The final Firefox 3 beta release will address issues including memory usage and cross-site XML HTTP requests. Memory usage has been improved in the final release version of Firefox 3 by rewriting "big chunks of the core Firefox code" and tuning the core scripting engine, according to Schroepfer.
Talking to ZDNet.co.uk on Monday, Schroepfer said that security had also been beefed up in Firefox 3. A major security concern for browser developers is browser susceptibility to cross-site scripting attacks (XSS), where code that can exploit browser vulnerabilities is injected into web pages.
Firefox 3 has secure cross-site XML HTTP requests, based on an emerging standard Mozilla, Google and others are developing, said Schroepfer. The standard allows websites to securely exchange information, he added. Essentially whitelists, cross-site XML HTTP request capabilities in browsers negate the need to embed iFrames in websites, which can be exploited, said Schroepfer.

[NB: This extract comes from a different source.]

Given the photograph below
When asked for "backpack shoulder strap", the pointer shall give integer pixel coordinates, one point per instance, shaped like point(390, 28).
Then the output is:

"People are building sites but they're using hacks, including the site having embedded iFrames," said Schroepfer. "People are building complicated [web-facing] mashups, but big sources of attacks are cross-site scripting bugs or problems with implementation."
As well as including secure cross-site XML HTTP requests, Schroepfer said that the final version of Firefox 3 will have anti-malware capabilities. Firefox 3 will block web access to sites blacklisted by StopBadware.org, an organisation contributed to by Google and Mozilla, which lists potentially compromised websites.
"[Firefox] will check against the local list to make sure the URL isn't on the [StopBadware.org] blacklist," said Schroepfer.
This capability is already in the current beta version the browser, Firefox 3 beta 3. Schoepfer said that a "couple of weeks ago" the blacklist utility had a real-world test when the Firebug site got hacked.
"Firebug, the Mozilla debugging website, got hacked, with malware [injected] on the site" said Schroepfer. "Firefox blocked access to the site, which we thought initially was a bug in Firefox. Actually, it really worked."
Schroepfer added that the third beta of Firefox 3 had proved popular, saying it had gained half a million active users since its release on 12 February 12.
When Mozilla started to develop Firefox 3, Schroepfer said the organisation had started an in-depth security review process, with "security experts" and Mozilla developers going through each new feature in detail to discuss possible attack vectors and privacy implications of Firefox features.